Spectral analysis of silicate glasses analog of Mercury’s geochemical terrains and comparison with MESSENGER and BepiColombo data

Kurzfassung

Mercury, the closest planet to the Sun, has been studied by two NASA missions: Mariner 10 and MESSENGER (Mercury Surface, Space Environment, Geochemistry, and Ranging). They provided much information about the surface of the planet including the unique surface composition—characterized by a strong depletion in iron for example—and the identification of distinct regions with varying chemical compositions. However, one remaining question about Mercury is the mineralogical composition of its surface. Visible to near-infrared observations from the Mercury Atmospheric and Surface Composition Spectrometer (MASCS) aboard MESSENGER lack absorption features of mafic minerals. One hypothesis for the absence of spectral signatures typically associated with mafic minerals is the low abundance of FeO [1]. Furthermore, Mercury's complex geological history, involving extensive volcanic activity, impact melting, and intense space weathering, likely resulted in the production of substantial amounts of glass at the surface, which may significantly influence the planet's spectral properties [2]. The ESA’s BepiColombo mission, launched in 2018, will soon be in its polar orbit around Mercury. Two key instruments will help characterize the surface mineralogy of the planet: MERTIS (Mercury radiometer and thermal infrared spectrometer), a radiometer and thermal infrared spectrometer operating between 7 and 14 µm and SIMBIO-SYS (Spectrometers and Imagers for MPO BepiColombo Integrated Observatory System), a high-resolution camera, a stereo camera and a near infrared hyperspectral imager operating between 0.4 and 2 µm. The aim of this study is to spectrally characterize glassy synthetic analogs with compositions similar to the five main geochemical regions of Mercury.
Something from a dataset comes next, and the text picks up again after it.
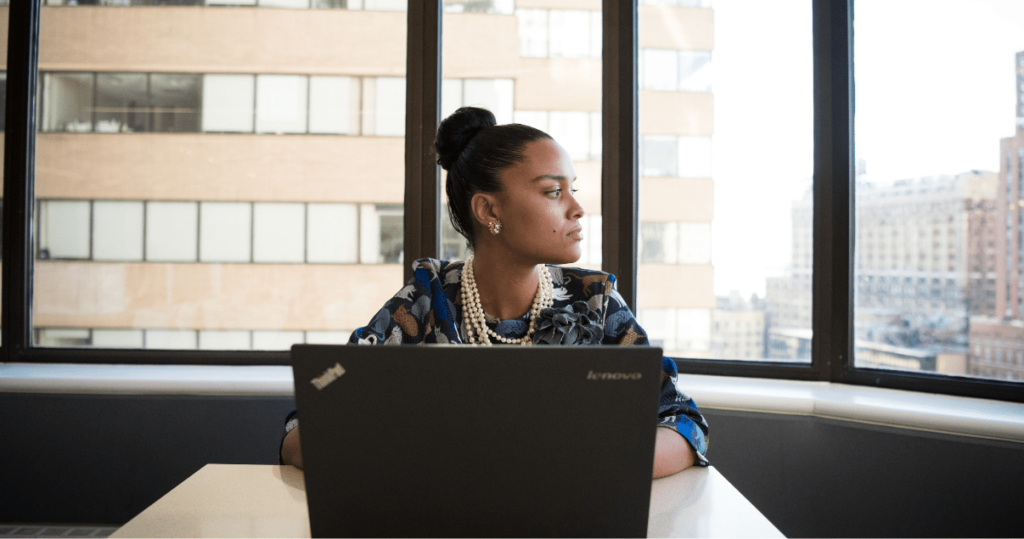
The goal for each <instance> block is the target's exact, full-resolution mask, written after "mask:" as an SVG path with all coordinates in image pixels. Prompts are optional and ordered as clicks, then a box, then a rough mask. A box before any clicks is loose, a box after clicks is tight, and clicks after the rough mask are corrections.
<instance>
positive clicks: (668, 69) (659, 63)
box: [640, 49, 712, 92]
This work is done at the Planetary Spectroscopy Laboratory (PSL) of the German Aerospace Center (DLR), Berlin. The spectral measurements will be compared to MASCS data and used for the interpretation of SIMBIO-SYS and MERTIS data. Thus, it will be possible to identify the effect of volcanic glass and their specific compositions characterized by a range of MgO content and low FeO.